UDST / synthpop

Synthetic populations from census data
BSD 3-Clause "New" or "Revised" License
99 stars 47 forks source link

use the category type for performance wins #30

Closed Eh2406 closed 7 years ago

Eh2406 commented 7 years ago

So just came across Categorical Data in pandas, and this blog post on how it dramatically improves performance on data with text categories.

This is not yet tested, but I think it makes sense. What do you think? Are there other places that need it?

Eh2406 commented 7 years ago

travis is complaining because diff has been removed.
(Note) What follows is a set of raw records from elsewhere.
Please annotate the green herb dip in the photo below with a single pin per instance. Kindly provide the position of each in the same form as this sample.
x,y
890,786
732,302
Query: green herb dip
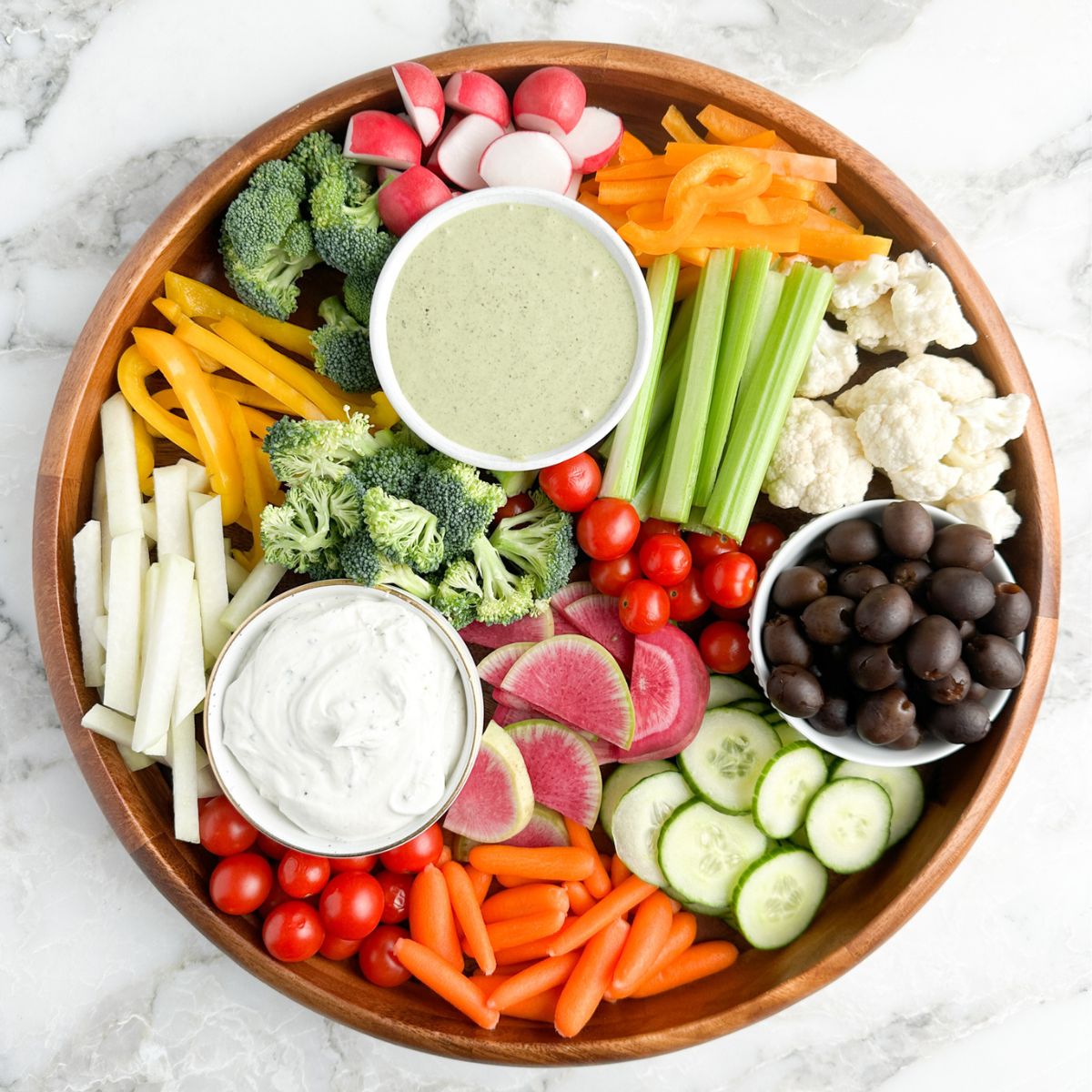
x,y
511,330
Our test show that this works but does not make a huge difference.

coveralls commented 7 years ago

Coverage Status

Coverage remained the same at 81.257% when pulling 5295cf039960e239d509cdc9e5b5f23c88cb1fb1 on SEMCOG:use_category into 6d2f3dc1b25a85404760a001c8a927ddf00199e1 on UDST:master.
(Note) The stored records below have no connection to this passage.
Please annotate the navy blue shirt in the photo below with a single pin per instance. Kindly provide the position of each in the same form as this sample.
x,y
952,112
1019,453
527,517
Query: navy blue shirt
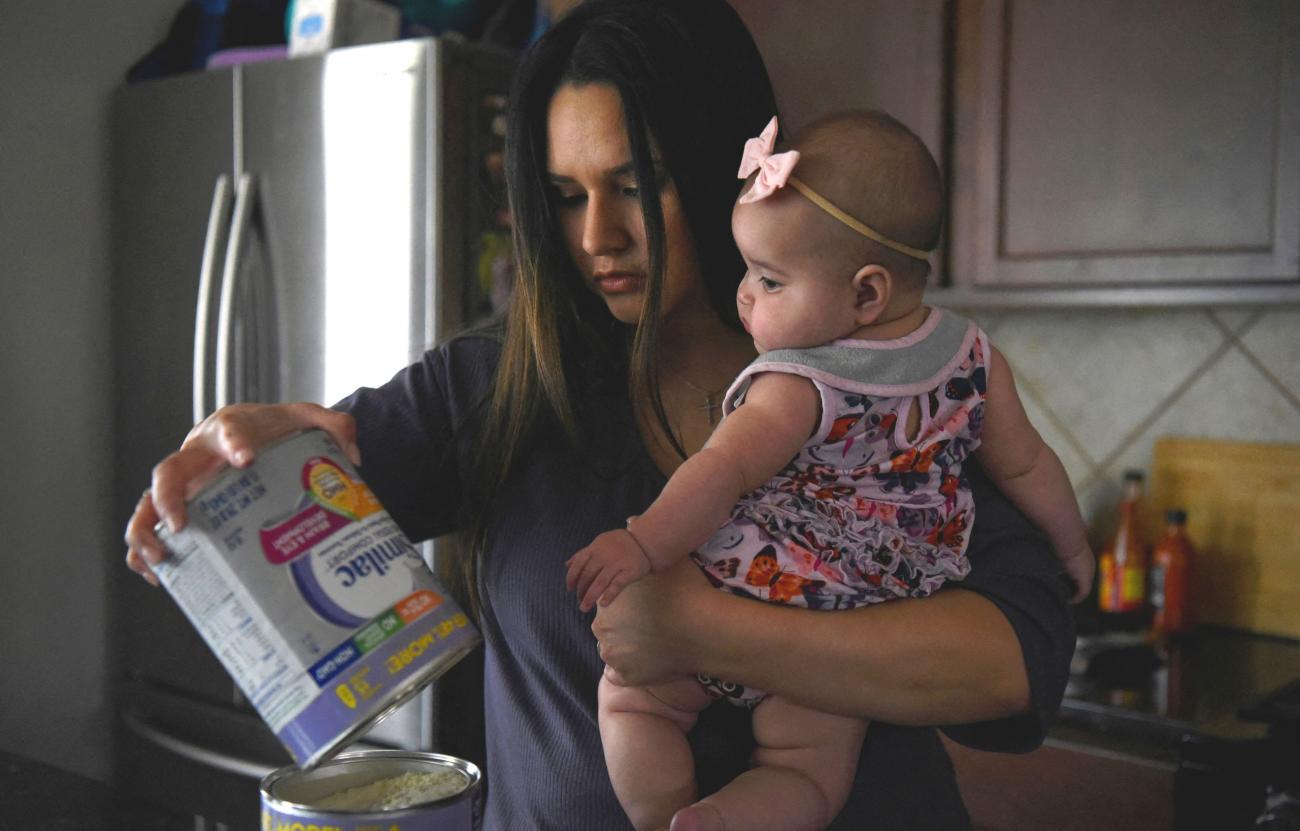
x,y
545,767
janowicz commented 7 years ago

Good to know about the category data type. I can definitely see this being useful. Does this particular change still make sense even though there's not much performance difference?

Eh2406 commented 7 years ago

Sorry, just got back from a trip.

I don't think it matters much, but I think it makes sense the point of the function is to make categories that may as well be "Categorical."